Sementar, sektor pertanian yang bertumbuh hanya 3-4 persen per tahun identik dengan kesulitan hidup atau kemiskinan. Meski sektor pertanian masih menjadi penyumbang nomor dua dalam struktur produk domestik bruto—setelah sektor industri pengolahan—menjadi petani belum menjadi profesi yang menjanjikan kesejahteraan. Bahkan, petani tergolong ke dalam kelompok masyarakat yang termarjinalkan.
Hidup petani baru bisa dianggap lebih baik jika memiliki lahan seluas 4 hektar. Namun, berdasarkan hasil Sensus Pertanian 2013, jumlah terbesar petani adalah pemilik dengan luas lahan tidak sampai 2 hektar yaitu 22,9 juta rumah tangga atau 87,63 persen dari total rumah tangga petani. Dari jumlah tersebut, mayoritas adalah pemilik lahan kurang dari 0,5 hektar atau disebut juga petani gurem. Sementara yang berstatus sebagai buruh tani jumlahnya lebih dari 5 juta rumah tangga.

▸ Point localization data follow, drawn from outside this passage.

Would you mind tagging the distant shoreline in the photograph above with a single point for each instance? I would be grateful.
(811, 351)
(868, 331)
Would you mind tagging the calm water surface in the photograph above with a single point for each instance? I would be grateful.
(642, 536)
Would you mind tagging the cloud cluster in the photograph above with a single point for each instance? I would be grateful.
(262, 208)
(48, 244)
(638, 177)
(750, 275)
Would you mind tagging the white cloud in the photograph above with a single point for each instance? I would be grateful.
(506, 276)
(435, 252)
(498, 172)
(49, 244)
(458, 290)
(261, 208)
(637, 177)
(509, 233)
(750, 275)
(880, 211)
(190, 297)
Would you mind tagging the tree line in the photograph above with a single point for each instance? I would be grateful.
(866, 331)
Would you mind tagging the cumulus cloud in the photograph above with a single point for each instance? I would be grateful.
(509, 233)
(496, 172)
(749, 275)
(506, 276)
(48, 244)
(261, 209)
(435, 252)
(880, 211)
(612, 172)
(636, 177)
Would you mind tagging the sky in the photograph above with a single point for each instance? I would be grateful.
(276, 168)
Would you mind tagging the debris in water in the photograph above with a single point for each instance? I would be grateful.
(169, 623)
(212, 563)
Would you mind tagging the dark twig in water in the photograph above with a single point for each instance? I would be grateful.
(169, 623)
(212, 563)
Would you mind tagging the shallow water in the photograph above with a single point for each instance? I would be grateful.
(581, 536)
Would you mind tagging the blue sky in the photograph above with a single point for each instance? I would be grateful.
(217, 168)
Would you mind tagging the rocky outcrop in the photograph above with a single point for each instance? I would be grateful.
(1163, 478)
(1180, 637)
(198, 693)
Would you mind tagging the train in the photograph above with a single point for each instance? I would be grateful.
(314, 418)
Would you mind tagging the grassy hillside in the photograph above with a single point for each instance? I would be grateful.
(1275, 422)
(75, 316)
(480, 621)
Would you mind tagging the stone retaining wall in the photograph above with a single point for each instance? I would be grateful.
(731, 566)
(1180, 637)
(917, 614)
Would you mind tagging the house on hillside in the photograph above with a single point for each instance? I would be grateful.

Dengan kepemilikan lahan yang kecil atau bekerja hanya sebagai buruh tani, pendapatan yang diterima petani tidak bisa menutup biaya yang dikeluarkan untuk produksi dan konsumsi. Nilai tukar petani sejak beberapa tahun terakhir (2013-2017) berfluktuasi, bahkan cenderung di bawah 100. Artinya, tingkat harga yang dibayarkan petani lebih tinggi dibandingkan dengan harga yang diterima petani dari hasil produksinya. Terjadi penurunan daya beli petani terhadap barang-barang konsumsi.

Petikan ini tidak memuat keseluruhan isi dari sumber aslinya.